2.7. Second-level Analyses

Second-level analyses were performed using a General Linear Model (GLM(Nieto-Castanon, 2020). For each individual voxel a separate GLM was estimated, with first-level connectivity measures at this voxel as dependent variables and other subject-level identifiers as independent variables. We included three co-variates for the second level analysis for stroke participants with aphasia: lesion load, aphasia severity, and time post-stroke. This was done to determine whether and how these factors play a role in cerebro-cerebellar network connectivity. Voxel-level hypotheses were evaluated using multivariate parametric statistics with random-effects across subjects and sample covariance estimation across multiple measurements. Inferences were performed at the level of individual clusters (groups of contiguous voxels). Cluster-level inferences were based on nonparametric statistics from randomization/permutation analyses(Bullmore et al., 1999; Nieto-Castanon, 2020), with 1000 residual-randomization iterations. Results were thresholded using a combination of a cluster-forming p < 0.05 voxel-level threshold, and a familywise corrected p-FDR < 0.05 cluster-mass threshold (Chumbley et al., 2010).

2.8. Additional Analysis

To assess the relationship between naming performance and cerebello-cerebral network connectivity, we first extracted the single-subject functional connectivity parameters from CONN for each ROI that showed significant connectivity with the seed ROI (right Cereb1 and right Cereb 2) for stroke participants with aphasia. We then performed a stepwise multiple linear regression on the individual connectivity strengths and BNT scores. Co-variates included aphasia severity (BDAE aphasia severity score), lesion load, and time post-stroke. P values <0.05 were considered statistically significant. Analyses were conducted using SPSS version 27. This analysis was not performed in CONN Toolbox due to an incomplete model and instead investigated outside of CONN.

3. Results

3.1. Lesion overlay

Individual lesions for all forty-two participants seen on MRI were overlaid on a Montreal Neurologic Institute 152 (MNI152) template using MRIcroGL (Figure 1). Lesion density was highest in the left frontotemporal region (middle cerebral artery territory).
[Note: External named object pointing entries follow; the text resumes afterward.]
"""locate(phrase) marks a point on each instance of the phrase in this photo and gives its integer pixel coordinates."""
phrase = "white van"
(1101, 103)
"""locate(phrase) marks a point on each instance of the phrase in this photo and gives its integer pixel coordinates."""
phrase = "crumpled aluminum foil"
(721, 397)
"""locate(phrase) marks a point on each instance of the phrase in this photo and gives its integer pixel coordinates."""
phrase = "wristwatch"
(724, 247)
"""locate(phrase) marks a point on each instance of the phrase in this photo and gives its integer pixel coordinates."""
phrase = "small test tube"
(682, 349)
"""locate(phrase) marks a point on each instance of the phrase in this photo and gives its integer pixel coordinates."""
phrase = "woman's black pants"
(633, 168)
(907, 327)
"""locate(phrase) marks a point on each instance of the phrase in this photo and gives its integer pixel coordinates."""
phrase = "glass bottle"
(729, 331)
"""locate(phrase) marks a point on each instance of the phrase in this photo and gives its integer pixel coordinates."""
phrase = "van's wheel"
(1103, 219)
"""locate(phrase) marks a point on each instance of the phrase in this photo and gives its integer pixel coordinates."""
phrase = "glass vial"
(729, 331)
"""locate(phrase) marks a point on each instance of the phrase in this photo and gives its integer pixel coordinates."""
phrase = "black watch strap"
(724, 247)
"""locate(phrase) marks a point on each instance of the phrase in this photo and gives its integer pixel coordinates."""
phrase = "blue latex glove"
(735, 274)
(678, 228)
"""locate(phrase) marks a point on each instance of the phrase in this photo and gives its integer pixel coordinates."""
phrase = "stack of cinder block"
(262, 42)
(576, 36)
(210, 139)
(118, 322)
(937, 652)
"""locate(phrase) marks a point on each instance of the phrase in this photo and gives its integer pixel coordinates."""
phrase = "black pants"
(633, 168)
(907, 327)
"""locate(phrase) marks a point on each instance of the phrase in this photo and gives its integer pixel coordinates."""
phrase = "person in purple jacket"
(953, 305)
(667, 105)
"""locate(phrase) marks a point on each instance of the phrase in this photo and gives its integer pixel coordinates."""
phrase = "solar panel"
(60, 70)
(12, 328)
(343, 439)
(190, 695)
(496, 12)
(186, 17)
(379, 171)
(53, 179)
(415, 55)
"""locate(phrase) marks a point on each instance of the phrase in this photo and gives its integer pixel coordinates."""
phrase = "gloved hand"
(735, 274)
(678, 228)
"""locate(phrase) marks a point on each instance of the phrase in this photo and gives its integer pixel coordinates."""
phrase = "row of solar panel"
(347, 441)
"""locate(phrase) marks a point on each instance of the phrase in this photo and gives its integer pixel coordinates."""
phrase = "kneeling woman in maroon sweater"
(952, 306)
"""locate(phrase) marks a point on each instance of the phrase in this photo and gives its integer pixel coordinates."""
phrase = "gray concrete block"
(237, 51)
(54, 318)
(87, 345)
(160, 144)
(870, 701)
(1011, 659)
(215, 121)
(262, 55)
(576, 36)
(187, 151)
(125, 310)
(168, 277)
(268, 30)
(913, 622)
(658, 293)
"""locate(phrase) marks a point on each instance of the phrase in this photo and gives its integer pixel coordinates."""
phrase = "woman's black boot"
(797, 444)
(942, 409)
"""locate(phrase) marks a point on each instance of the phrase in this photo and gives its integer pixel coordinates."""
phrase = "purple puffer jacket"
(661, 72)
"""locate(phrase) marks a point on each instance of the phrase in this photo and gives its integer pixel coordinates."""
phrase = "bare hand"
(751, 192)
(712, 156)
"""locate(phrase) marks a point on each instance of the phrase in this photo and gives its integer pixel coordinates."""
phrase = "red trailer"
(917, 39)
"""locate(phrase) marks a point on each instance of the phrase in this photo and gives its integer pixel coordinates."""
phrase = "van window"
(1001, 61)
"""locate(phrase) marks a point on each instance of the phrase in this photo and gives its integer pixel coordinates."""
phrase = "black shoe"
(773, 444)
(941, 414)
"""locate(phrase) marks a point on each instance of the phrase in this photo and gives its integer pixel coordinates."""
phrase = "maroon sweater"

3.2. Functional connectivity analysis

Results of the ROI-to-ROI functional connectivity analysis can be seen in Figure 2 and Figure 3 for both the cognitively normal controls and stroke participants. Please see supplementary materials for stroke participants and normal controls connection strength and p values.

Figure 2.

Figure 2.

Resting state functional connectivity between the right Cerebellar Crus I/II, seed regions of interest (ROI) with the other cerebellar and cortical ROIs in healthy controls. Warmer colors indicate increased degree of connectivity (positive correlations), cooler colors indicate decreased connectivity (negative correlations).

Figure 3.

Figure 3.

Resting state functional connectivity between the right Cerebellar Crus I/II, seed regions of interest (ROI) with the other cerebellar and cortical ROIs in stroke participants. Warmer colors indicate increased degree of connectivity (positive correlations), cooler colors indicate decreased connectivity (negative correlations).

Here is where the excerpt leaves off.